The California Supreme Court today ruled that health plans cannot absolve themselves of the responsibility to pay claims for emergency care by noncontracted providers by negligently delegating that responsibility to a risk-bearing organization that it knows—or should have known—to be financially insolvent.

"Today's ruling is a huge victory for physicians," said Francisco Silva, Senior Vice President and General Counsel for the California Medical Association (CMA). "California's high court is unequivocally telling health plans they cannot get away with this morally blameworthy behavior. They cannot irresponsibly delegate risk and leave physicians unpaid for services provided in good faith to their enrollees."

CMA filed an amicus brief in this case, Centinela Freeman Emergency Medical Assocs. v. Health Net et al., on behalf of a broad coalition of out-of-network health care providers who were left unpaid for emergency medical care when La Vida Independent Practice Association (IPA) went bankrupt in 2010. The IPA, a risk-bearing organization (RBO) that provided health care coverage to hundreds of thousands of patients in Southern California, was contracted by HealthNet and six other health plans to pay insurance claims to providers.

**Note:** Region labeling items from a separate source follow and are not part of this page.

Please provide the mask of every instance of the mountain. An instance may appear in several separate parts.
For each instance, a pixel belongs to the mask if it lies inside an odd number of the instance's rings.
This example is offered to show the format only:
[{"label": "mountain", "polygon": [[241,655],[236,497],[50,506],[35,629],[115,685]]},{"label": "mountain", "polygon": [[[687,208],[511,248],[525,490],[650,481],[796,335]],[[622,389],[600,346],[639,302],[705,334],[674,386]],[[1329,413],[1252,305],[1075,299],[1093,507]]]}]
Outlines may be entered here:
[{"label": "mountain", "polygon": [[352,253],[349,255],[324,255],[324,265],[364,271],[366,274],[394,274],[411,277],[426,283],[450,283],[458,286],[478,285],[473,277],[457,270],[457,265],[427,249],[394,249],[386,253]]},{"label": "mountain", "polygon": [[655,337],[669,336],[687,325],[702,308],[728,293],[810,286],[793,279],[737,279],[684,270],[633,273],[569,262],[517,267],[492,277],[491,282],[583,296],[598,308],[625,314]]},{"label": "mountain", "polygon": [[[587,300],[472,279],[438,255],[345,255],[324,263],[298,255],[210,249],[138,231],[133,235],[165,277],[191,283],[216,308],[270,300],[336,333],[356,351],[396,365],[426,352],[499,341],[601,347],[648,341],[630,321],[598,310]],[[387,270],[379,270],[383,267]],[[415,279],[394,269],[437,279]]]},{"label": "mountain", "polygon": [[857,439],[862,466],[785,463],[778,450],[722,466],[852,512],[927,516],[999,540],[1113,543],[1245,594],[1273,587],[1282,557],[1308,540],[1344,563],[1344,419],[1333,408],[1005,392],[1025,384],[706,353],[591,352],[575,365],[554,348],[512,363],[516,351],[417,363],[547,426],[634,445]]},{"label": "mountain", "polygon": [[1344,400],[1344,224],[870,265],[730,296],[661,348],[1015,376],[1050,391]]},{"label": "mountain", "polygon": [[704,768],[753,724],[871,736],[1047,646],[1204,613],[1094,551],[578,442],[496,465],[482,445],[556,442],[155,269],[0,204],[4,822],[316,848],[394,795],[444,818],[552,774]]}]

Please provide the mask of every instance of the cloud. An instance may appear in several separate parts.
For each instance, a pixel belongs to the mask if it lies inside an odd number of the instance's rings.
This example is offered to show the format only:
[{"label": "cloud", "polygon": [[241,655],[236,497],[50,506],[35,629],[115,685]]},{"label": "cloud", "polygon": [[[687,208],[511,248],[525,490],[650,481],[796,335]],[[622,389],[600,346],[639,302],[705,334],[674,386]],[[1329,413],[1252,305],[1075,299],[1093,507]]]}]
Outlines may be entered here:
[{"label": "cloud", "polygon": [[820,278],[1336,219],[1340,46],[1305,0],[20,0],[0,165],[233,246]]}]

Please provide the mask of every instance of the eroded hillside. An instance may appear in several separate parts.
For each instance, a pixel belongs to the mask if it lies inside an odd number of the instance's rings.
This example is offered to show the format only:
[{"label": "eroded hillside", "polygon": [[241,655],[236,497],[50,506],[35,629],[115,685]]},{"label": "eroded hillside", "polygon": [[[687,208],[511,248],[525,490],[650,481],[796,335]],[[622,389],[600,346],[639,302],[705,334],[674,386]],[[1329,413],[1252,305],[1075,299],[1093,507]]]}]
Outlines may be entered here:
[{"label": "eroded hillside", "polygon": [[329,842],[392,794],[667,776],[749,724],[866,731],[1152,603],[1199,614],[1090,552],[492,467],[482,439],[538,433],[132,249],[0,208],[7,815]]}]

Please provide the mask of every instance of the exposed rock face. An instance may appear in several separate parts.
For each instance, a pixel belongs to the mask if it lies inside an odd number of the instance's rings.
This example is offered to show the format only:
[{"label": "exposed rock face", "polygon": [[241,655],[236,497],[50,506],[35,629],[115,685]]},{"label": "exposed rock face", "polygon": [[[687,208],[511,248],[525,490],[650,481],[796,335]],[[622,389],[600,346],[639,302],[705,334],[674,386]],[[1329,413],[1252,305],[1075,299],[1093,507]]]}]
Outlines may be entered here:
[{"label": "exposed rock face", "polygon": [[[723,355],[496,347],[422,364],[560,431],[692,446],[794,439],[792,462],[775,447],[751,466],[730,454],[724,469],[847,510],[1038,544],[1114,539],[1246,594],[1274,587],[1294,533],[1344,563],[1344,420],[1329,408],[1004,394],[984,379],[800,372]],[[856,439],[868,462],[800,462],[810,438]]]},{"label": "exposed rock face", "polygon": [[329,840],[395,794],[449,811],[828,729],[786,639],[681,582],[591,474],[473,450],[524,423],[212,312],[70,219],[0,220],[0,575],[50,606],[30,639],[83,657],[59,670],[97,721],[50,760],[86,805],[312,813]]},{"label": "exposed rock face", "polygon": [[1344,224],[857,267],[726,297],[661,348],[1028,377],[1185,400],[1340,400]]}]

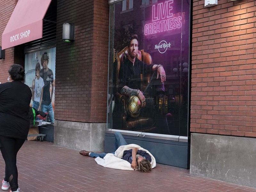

Existing law insulates health plans from payment responsibility for medical claims once they enter into a delegation arrangement with an RBO. Notwithstanding such law, the providers in Centinela sought reimbursement from the health plans on the theory that they negligently delegated to La Vida, because they continued to send patients to the IPA when they knew or should have known of its financial distress and impending insolvency.

CMA's amicus briefs urged a fair and just interpretation of provisions within the Knox-Keene Act that permit health plans to delegate payment responsibility to risk-bearing organizations.  

CMA recognizes the viability of the delegation model and accepts that, generally, health plans are absolved of liability after they delegate to an RBO. When health plans delegate negligently, however, CMA believes they must be held accountable for their own misconduct—and the California Supreme Court agrees.

"We conclude that a health care service plan may be liable to noncontracting emergency service providers for negligently delegating its financial responsibility to an IPA or other contracting medical provider group that it knew or should have known would not be able to pay for emergency service and care provided to the health plan's enrollees," the court wrote in its ruling. "We further conclude that…a health care service plan may be liable to noncontracting emergency service providers for negligently continuing or renewing a delegation contract with an IPA when it knows or should know that there can be no reasonable expectation that its delegate will be able to reimburse noncontracting emergency service providers for their covered claims."

“Imposing a duty on plans to act reasonably in choosing an IPA or other RBO will promote a healthy functioning of the managed health care model endorsed by the Knox-Keene Act.  Indeed, a requirement that health care service plans reasonably select financially solvent delegates will more likely result in timely processing and ultimate payment of covered emergency service claims, which will in turn support the continuing availability and provision of such emergency services.”